No state-funded public-service channel would, in the end, allow itself to spend such a budget on a programme which attracted so few viewers: this is why there is nothing comparable to Newsnight in the United States or, for that matter, anywhere else in the world. Instead, you have late-night news shows stripped of a budget for investigative journalism and with presenters who are rather less compelling than Jeremy Paxman. The BBC gets away with subsidising Newsnight precisely because of its apparently contradictory double bind — i.e., the

requirement to reach a mass audience while retaining a public-service commitment.

In his spare time, the new chairman could amuse himself and perform a service to the nation by exterminating Lord Ryder. I do not mean exterminating Lord Ryder as a human being, which would be needlessly cruel, but exterminating Lord Ryder as a concept. There really is no justification for such a man being a BBC governor (and still less chairman). It has to be said that the same is true of two thirds of the current board of governors.

Ryder seems, in his pronouncements, to be antithetical to the very idea of a strong and vigorous corporation. He has no background in journalism, aside from hating journalists, nor any notable expertise in the arts.
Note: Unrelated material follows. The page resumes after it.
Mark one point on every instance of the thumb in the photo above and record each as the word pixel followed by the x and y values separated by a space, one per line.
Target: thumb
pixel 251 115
Why, then, is he there? He and his fellow mendicants should be replaced by a board comprising experienced professionals from within the media. Then they might understand the flaws in problematic news stories, and even — heaven forfend — make a judgment, instead of floundering around in the dark for months on end.

On day two of my chairmanship, I would hive off the BBC's various internal mechanisms for dealing with complaints from the general public and Alastair Campbell and drop the whole shebang in the lap of Ofcom. Nobody takes the programme complaints unit seriously; it is seen, rightly or wrongly, as the BBC's defensive shield against external scrutiny. Bin it. If Alastair Campbell had felt able to complain to a third party during the Gilligan affair, much of the trouble would have been avoided. It is even possible that Mr Campbell himself would still be in a proper job, instead of touring the country performing vaudeville routines for the curious and the disturbed. I cannot think of a single reason why the BBC should be allowed to investigate its own real or imagined misdemeanours.

Finally, an apology to my colleague Stephen Glover. I should not have been so snide about his reported plans to launch an upmarket daily newspaper. It's a noble and good thing to do, and if there's one journalist in the country who might carry it off, it's Stephen. But for those of you who think that the BBC might survive as a marginalised public-service network paid for by voluntary subscription, keep an eye on Stephen's newspaper and see how well it fares in the marketplace.